Johnson suddenly wondered how much they’d care if he got dead, so long as he took the pride of Persian Physics with him. The answer was obvious and not particularly reassuring.
“And when I get caught?”
Again, that awkward silence.
“What am I supposed to say? What am I supposed to tell them?” Johnson asked again.
“It doesn’t matter really,” Banquo replied, without acknowledging his discomfort. “For any number of reasons. They’ll most likely put you through the ringer, perhaps use sodium pentothal or something like it. But that never works like in the movies, and you’ll probably just babble on about Camus or
your last girl. Moreover, as far as our connection with you is concerned, first, you’re a provable liar, Peter. Provable. And second, no matter what you say, we’ve never heard of you.” Johnson’s mind flitted over the tape recorder he had slipped in and out of some of their sessions, and he smiled to himself. Home Insurance, he called it. For just this eventuality.
“So the U.S. government . . . ?” he asked, letting the question hang, unstated.
“A little history,” Banquo replied. “When the Soviets invaded Afghanistan, invaded a whole country, the Politburo decision memo was entitled ‘Concerning the Matter of A.’ And you’re not even the invasion of a country, Peter. You’re just a journalist.”
“Uh-huh,” Johnson said.
Wallets tapped Johnson’s forearm. “But if you say no, none of this happened. We have been operating on the basis of trust. If you breathe a word, I’m sure the IRS will discover a keen interest in those questionable cash payments from abroad on which you paid no taxes.”

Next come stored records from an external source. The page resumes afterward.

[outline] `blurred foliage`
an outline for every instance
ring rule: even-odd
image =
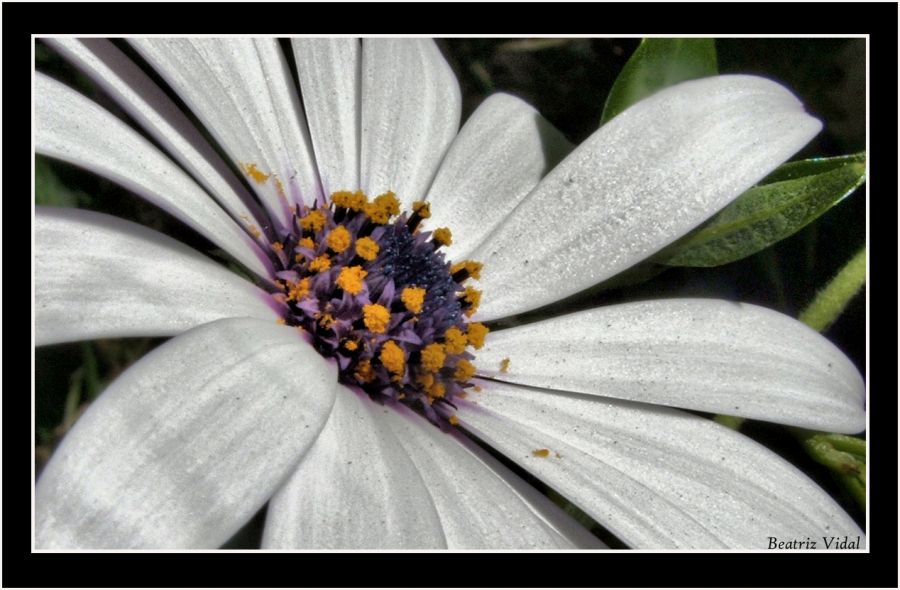
[[[640,40],[465,38],[442,39],[438,43],[460,82],[463,120],[488,94],[508,92],[534,105],[577,144],[597,129],[607,97]],[[645,44],[644,51],[657,46]],[[798,158],[835,157],[865,149],[864,39],[720,39],[715,43],[715,54],[720,73],[757,74],[783,83],[803,101],[808,112],[824,122],[823,132]],[[63,80],[129,120],[86,77],[41,43],[36,47],[35,59],[38,70]],[[693,77],[708,71],[708,63],[704,66],[701,59],[698,64],[680,75]],[[614,107],[607,110],[610,108]],[[109,181],[42,157],[36,158],[35,171],[36,199],[42,204],[103,211],[163,231],[199,250],[212,249],[179,221]],[[835,269],[865,242],[866,203],[862,191],[855,198],[832,199],[828,206],[831,205],[834,206],[815,223],[741,260],[709,269],[645,265],[630,277],[617,277],[610,284],[570,298],[552,312],[625,299],[701,296],[747,301],[796,316],[828,283]],[[865,371],[862,297],[849,302],[827,336]],[[38,349],[38,461],[49,456],[52,446],[98,391],[161,341],[110,340]],[[809,459],[785,429],[752,423],[743,432],[798,465],[836,497],[844,494],[830,480],[828,469]],[[841,450],[835,441],[815,442],[820,443]],[[552,490],[547,491],[552,495]],[[858,519],[864,518],[854,510],[851,500],[845,501],[844,506]],[[262,516],[258,515],[230,546],[253,545],[261,523]]]
[[[713,39],[644,39],[613,83],[600,121],[658,90],[718,72]]]

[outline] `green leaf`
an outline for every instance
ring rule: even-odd
[[[34,159],[34,202],[51,207],[77,207],[87,200],[87,195],[63,184],[53,172],[53,167],[42,156]]]
[[[600,124],[663,88],[718,73],[713,39],[644,39],[609,91]]]
[[[654,260],[709,267],[756,254],[817,219],[865,178],[865,153],[784,164]]]
[[[813,330],[824,332],[844,313],[847,305],[865,284],[866,247],[863,246],[837,276],[819,291],[798,319]]]

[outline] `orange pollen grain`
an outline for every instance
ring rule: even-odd
[[[488,335],[490,330],[487,326],[480,322],[472,322],[469,324],[468,330],[466,331],[466,336],[468,337],[469,344],[475,347],[476,350],[484,346],[484,337]]]
[[[309,270],[313,272],[323,272],[329,268],[331,268],[331,259],[328,258],[328,254],[316,256],[309,263]]]
[[[337,253],[341,253],[350,247],[350,232],[343,225],[339,225],[328,234],[325,239],[328,247]]]
[[[371,332],[384,334],[391,321],[391,312],[383,305],[372,303],[363,305],[363,323]],[[394,346],[397,346],[396,344]]]
[[[243,164],[241,166],[241,168],[244,169],[244,174],[246,174],[247,176],[252,178],[258,184],[265,183],[267,180],[269,180],[269,177],[271,176],[271,174],[266,174],[265,172],[263,172],[262,170],[257,168],[256,164],[252,164],[252,163]]]
[[[366,286],[364,279],[367,274],[368,271],[363,270],[361,266],[345,266],[335,282],[347,293],[357,295]]]
[[[444,346],[448,354],[460,354],[466,349],[468,338],[457,327],[447,328],[444,332]]]

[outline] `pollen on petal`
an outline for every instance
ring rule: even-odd
[[[369,273],[363,270],[361,266],[345,266],[338,275],[337,286],[350,293],[357,295],[366,285],[364,279]]]
[[[391,312],[385,306],[377,303],[363,306],[363,323],[371,332],[384,334],[390,321]]]
[[[400,301],[406,306],[406,309],[413,313],[422,311],[422,304],[425,303],[425,289],[421,287],[406,287],[400,293]]]
[[[317,232],[325,227],[325,221],[325,214],[316,209],[300,218],[300,227],[305,230]]]
[[[241,168],[244,170],[244,174],[252,178],[257,184],[264,184],[271,176],[271,174],[266,174],[253,163],[242,164]]]
[[[378,242],[376,242],[372,238],[366,237],[356,240],[356,255],[363,260],[367,260],[369,262],[375,260],[375,258],[378,256],[379,250],[380,248],[378,246]]]
[[[375,370],[372,368],[372,363],[368,360],[360,361],[358,365],[356,365],[356,371],[354,371],[353,376],[360,383],[371,383],[375,380]]]
[[[453,378],[460,382],[466,382],[475,374],[475,365],[466,359],[460,359],[456,364],[456,370],[453,372]]]
[[[441,246],[449,246],[453,243],[453,234],[450,232],[450,228],[439,227],[432,232],[431,239]]]
[[[309,270],[313,272],[323,272],[331,268],[331,259],[328,254],[316,256],[309,263]]]
[[[444,360],[446,360],[446,358],[447,355],[444,353],[444,346],[437,342],[432,342],[422,349],[422,367],[426,371],[437,373],[444,366]]]
[[[466,330],[466,336],[469,340],[469,344],[475,347],[475,350],[478,350],[482,346],[484,346],[484,337],[487,336],[490,330],[487,326],[480,322],[472,322],[469,324],[468,329]]]
[[[390,215],[400,214],[400,201],[397,200],[397,195],[391,191],[375,197],[375,204],[387,211]]]
[[[444,347],[449,354],[460,354],[466,349],[468,338],[462,330],[453,326],[444,333]]]
[[[478,306],[481,304],[481,291],[473,289],[472,287],[466,287],[463,300],[469,304],[469,307],[465,311],[466,316],[472,317],[472,315],[478,311]]]
[[[422,219],[428,219],[431,217],[431,205],[428,204],[428,201],[414,201],[413,213]]]
[[[403,357],[403,349],[397,346],[393,340],[388,340],[381,347],[381,353],[378,359],[384,368],[390,371],[394,376],[403,375],[406,360]]]

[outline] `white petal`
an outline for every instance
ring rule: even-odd
[[[293,328],[203,325],[123,373],[56,450],[35,491],[40,548],[221,545],[315,440],[333,363]]]
[[[821,128],[751,76],[685,82],[601,127],[473,253],[480,316],[552,303],[657,252],[727,205]]]
[[[478,367],[510,383],[829,432],[866,426],[853,362],[797,320],[745,303],[643,301],[500,330]]]
[[[363,190],[422,199],[459,129],[459,84],[431,39],[364,39]]]
[[[248,226],[259,206],[197,128],[150,77],[106,39],[45,38],[105,90],[226,210]]]
[[[359,188],[359,39],[291,39],[326,195]]]
[[[460,404],[463,424],[633,547],[765,549],[771,536],[862,535],[809,478],[711,420],[481,386]],[[535,456],[538,449],[550,453]]]
[[[517,488],[524,482],[457,432],[444,433],[403,406],[382,416],[419,470],[450,549],[571,548]],[[554,518],[558,516],[554,514]]]
[[[253,239],[153,144],[81,94],[35,74],[35,148],[96,172],[185,222],[247,268],[269,276]]]
[[[360,395],[339,386],[328,424],[269,503],[263,547],[447,546],[428,488],[381,417],[384,408]]]
[[[453,140],[428,191],[429,228],[449,227],[448,259],[465,257],[563,157],[565,137],[534,107],[492,94]]]
[[[163,234],[102,213],[36,209],[36,345],[278,317],[267,293]]]
[[[321,196],[306,121],[276,39],[130,41],[236,164],[272,175],[250,182],[274,221],[286,224],[293,203]]]

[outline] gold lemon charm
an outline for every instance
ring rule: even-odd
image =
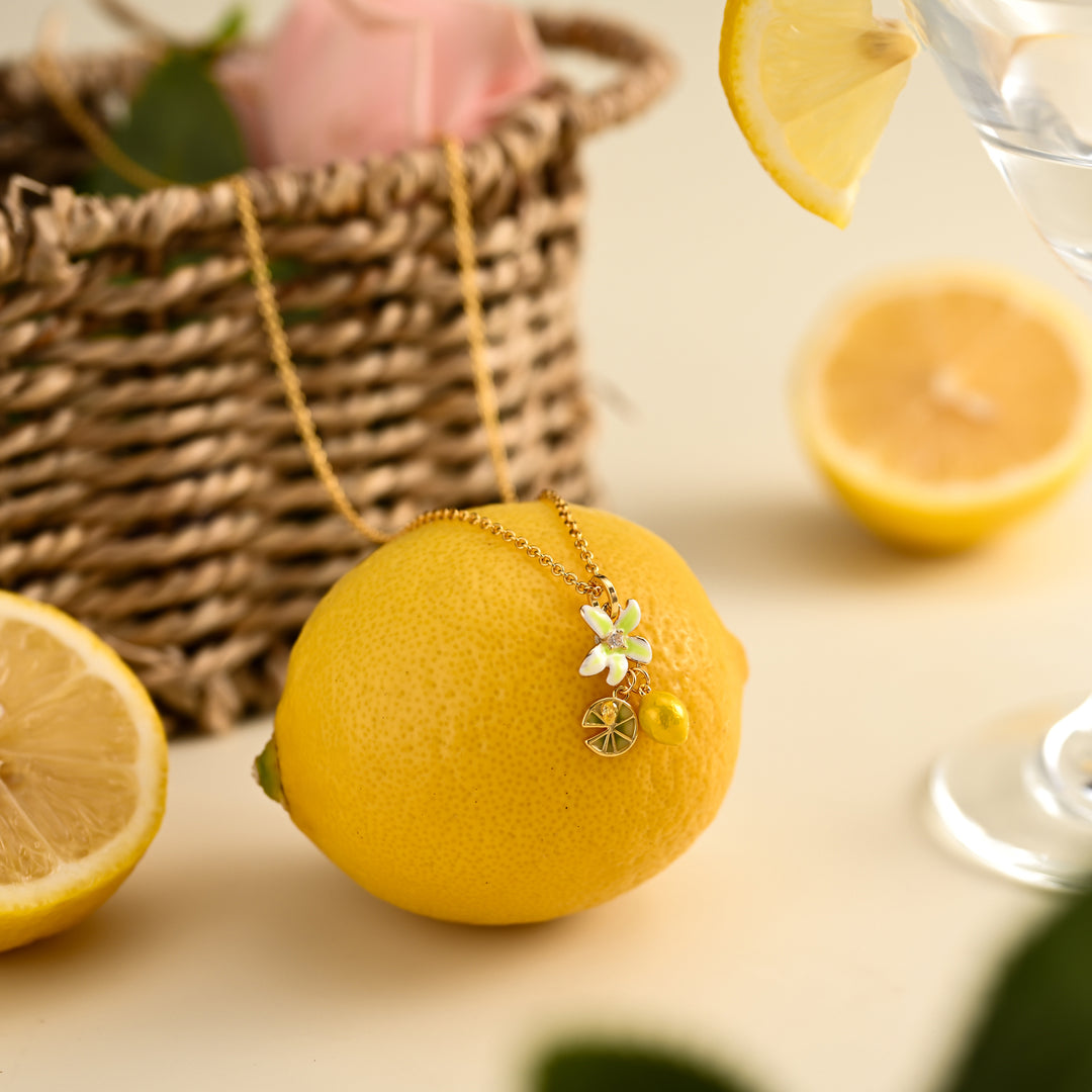
[[[601,698],[584,713],[585,728],[597,728],[584,743],[596,755],[615,758],[625,755],[637,743],[637,714],[633,707],[620,698]]]
[[[641,699],[640,724],[657,744],[685,744],[690,735],[686,705],[666,690],[653,690]]]
[[[638,723],[658,744],[686,743],[690,734],[686,705],[673,693],[653,690],[649,673],[641,666],[652,661],[652,645],[632,634],[641,620],[637,600],[630,600],[622,610],[614,584],[598,571],[595,579],[606,593],[606,604],[600,606],[593,598],[590,605],[580,608],[580,616],[597,638],[580,665],[580,674],[598,675],[607,670],[607,685],[615,690],[609,698],[593,702],[584,713],[583,726],[600,729],[584,743],[596,755],[608,758],[625,755],[637,743]],[[633,707],[624,700],[630,696],[641,702],[640,720]]]

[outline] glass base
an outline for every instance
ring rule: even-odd
[[[935,831],[1024,883],[1092,887],[1092,731],[1061,744],[1052,733],[1057,746],[1044,749],[1049,729],[1072,721],[1085,697],[1006,716],[943,756],[929,776]]]

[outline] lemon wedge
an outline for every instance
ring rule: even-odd
[[[773,180],[845,227],[915,52],[869,0],[728,0],[721,83]]]
[[[1092,453],[1092,327],[1046,286],[972,263],[871,277],[807,339],[805,446],[850,510],[902,546],[987,538]]]
[[[166,788],[163,725],[132,672],[68,615],[0,592],[0,951],[105,902]]]

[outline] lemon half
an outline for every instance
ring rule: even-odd
[[[1088,462],[1092,327],[1006,269],[899,269],[828,310],[795,394],[808,451],[862,522],[903,546],[960,549]]]
[[[105,902],[166,788],[163,725],[132,672],[68,615],[0,592],[0,951]]]
[[[721,83],[774,181],[845,227],[916,51],[869,0],[728,0]]]

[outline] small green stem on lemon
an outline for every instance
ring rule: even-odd
[[[276,800],[281,807],[287,810],[288,804],[284,798],[284,788],[281,785],[281,763],[276,757],[275,736],[265,745],[261,755],[254,759],[254,781],[261,785],[262,792],[271,800]]]

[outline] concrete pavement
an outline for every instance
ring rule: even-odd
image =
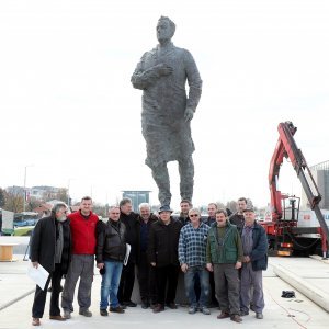
[[[0,263],[0,329],[20,329],[33,328],[31,326],[31,307],[33,303],[34,284],[26,275],[27,262],[22,260],[23,254],[15,256],[19,261]],[[48,319],[48,304],[46,305],[45,316],[42,319],[41,328],[79,328],[87,329],[90,327],[102,328],[134,328],[134,329],[164,329],[168,327],[189,329],[194,328],[217,328],[218,326],[226,326],[229,328],[328,328],[329,314],[322,308],[314,304],[305,295],[297,292],[288,283],[282,281],[274,273],[277,264],[285,264],[288,266],[290,261],[294,269],[302,276],[308,276],[317,273],[318,280],[321,280],[324,290],[328,287],[329,279],[326,276],[326,271],[329,266],[324,268],[324,273],[319,273],[317,264],[324,264],[317,260],[310,259],[282,259],[271,258],[270,266],[264,272],[264,294],[265,294],[265,309],[264,319],[258,320],[251,311],[249,316],[243,317],[241,325],[235,324],[229,319],[217,320],[216,316],[219,313],[217,309],[212,309],[212,315],[205,316],[201,313],[189,315],[185,307],[179,307],[177,310],[166,310],[160,314],[152,314],[150,309],[144,310],[140,305],[136,308],[128,308],[124,315],[110,314],[109,317],[101,317],[99,315],[100,300],[100,283],[101,276],[95,270],[93,290],[92,290],[92,318],[84,318],[76,311],[72,314],[72,319],[65,322],[56,322]],[[310,261],[310,262],[309,262]],[[306,264],[306,265],[303,265]],[[311,274],[313,273],[313,274]],[[314,279],[314,277],[313,277]],[[325,287],[326,286],[326,287]],[[296,298],[286,299],[281,297],[282,291],[294,290]],[[29,294],[31,293],[31,294]],[[136,294],[136,292],[135,292]],[[21,299],[19,299],[21,297]],[[18,300],[19,299],[19,300]],[[49,297],[47,298],[48,302]],[[18,300],[18,302],[15,302]],[[13,303],[14,302],[14,303]],[[220,325],[222,324],[222,325]]]

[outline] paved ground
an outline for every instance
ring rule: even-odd
[[[23,254],[15,254],[16,262],[0,262],[0,329],[34,328],[31,326],[31,307],[33,303],[34,284],[26,276],[27,262],[23,261]],[[185,307],[177,310],[166,310],[161,314],[152,314],[151,310],[144,310],[140,305],[136,308],[128,308],[124,315],[111,314],[109,317],[99,315],[99,298],[101,277],[95,271],[92,290],[92,318],[84,318],[76,313],[72,319],[66,322],[56,322],[48,319],[48,305],[46,305],[45,317],[42,319],[41,328],[78,328],[87,329],[97,327],[99,329],[155,329],[155,328],[329,328],[329,314],[303,294],[298,293],[288,283],[282,281],[273,272],[277,263],[309,280],[325,291],[329,290],[329,264],[313,259],[282,259],[271,258],[270,266],[264,272],[265,309],[264,319],[257,320],[254,314],[243,317],[241,325],[229,319],[217,320],[219,313],[212,309],[212,315],[202,314],[189,315]],[[273,264],[273,265],[272,265]],[[319,280],[319,281],[317,281]],[[286,299],[281,297],[284,290],[294,290],[296,298]],[[136,294],[136,292],[135,292]],[[15,302],[19,299],[18,302]],[[49,298],[47,298],[48,300]],[[76,306],[76,309],[77,306]]]

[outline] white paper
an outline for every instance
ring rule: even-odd
[[[132,250],[131,245],[129,245],[129,243],[126,243],[126,256],[125,256],[125,259],[124,259],[124,265],[126,265],[127,262],[128,262],[129,254],[131,254],[131,250]]]
[[[27,275],[42,288],[45,290],[46,282],[48,280],[49,273],[38,264],[37,269],[30,262],[27,269]]]

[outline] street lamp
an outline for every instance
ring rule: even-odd
[[[67,182],[67,207],[70,207],[70,182],[71,182],[71,178],[68,179]]]
[[[27,172],[27,167],[33,167],[34,164],[27,164],[25,166],[24,169],[24,200],[23,200],[23,212],[25,213],[25,207],[26,207],[26,172]]]

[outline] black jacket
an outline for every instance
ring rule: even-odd
[[[137,214],[132,212],[129,215],[120,214],[120,220],[126,227],[126,242],[131,245],[129,262],[136,262],[137,252]]]
[[[56,245],[56,218],[55,216],[41,218],[33,230],[30,258],[32,262],[38,262],[48,272],[55,270]],[[69,219],[61,223],[64,248],[61,253],[61,272],[67,273],[70,262],[71,235]]]
[[[149,243],[149,231],[150,231],[150,227],[152,223],[156,223],[159,218],[154,215],[150,214],[149,219],[147,222],[147,227],[148,227],[148,240],[146,241],[146,245],[148,246]],[[136,262],[138,263],[140,260],[140,252],[141,252],[141,245],[140,245],[140,224],[143,223],[143,218],[140,217],[140,215],[138,215],[137,217],[137,223],[136,223],[136,230],[137,230],[137,252],[136,252]]]
[[[113,223],[111,219],[98,224],[97,262],[123,261],[126,254],[126,228],[120,220]]]
[[[170,264],[179,265],[178,242],[182,224],[171,218],[169,225],[164,225],[161,219],[150,227],[148,242],[148,258],[155,262],[157,268]]]
[[[268,236],[265,229],[257,222],[252,229],[252,251],[250,253],[250,261],[253,271],[268,269]]]

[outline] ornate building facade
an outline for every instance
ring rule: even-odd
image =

Johnson didn’t have anything to say to that, but Wallets wasn’t finished. “So, please, whatever you do, don’t try to be clever with us.” He pointed to Dr. Yahdzi.
The faux scientist fished around inside his suit jacket pockets, found something, and placed it on top of his paperwork. Johnson’s cute Sanyo miniature tape recorder and the half dozen mini tapes he’d made. He’d hid a couple of the tapes in the offices of The Crusader, Jo von Hildebrand’s desk, for Chrissakes, and the rest in an envelope addressed to his literary agent in his own Citibank safe deposit box.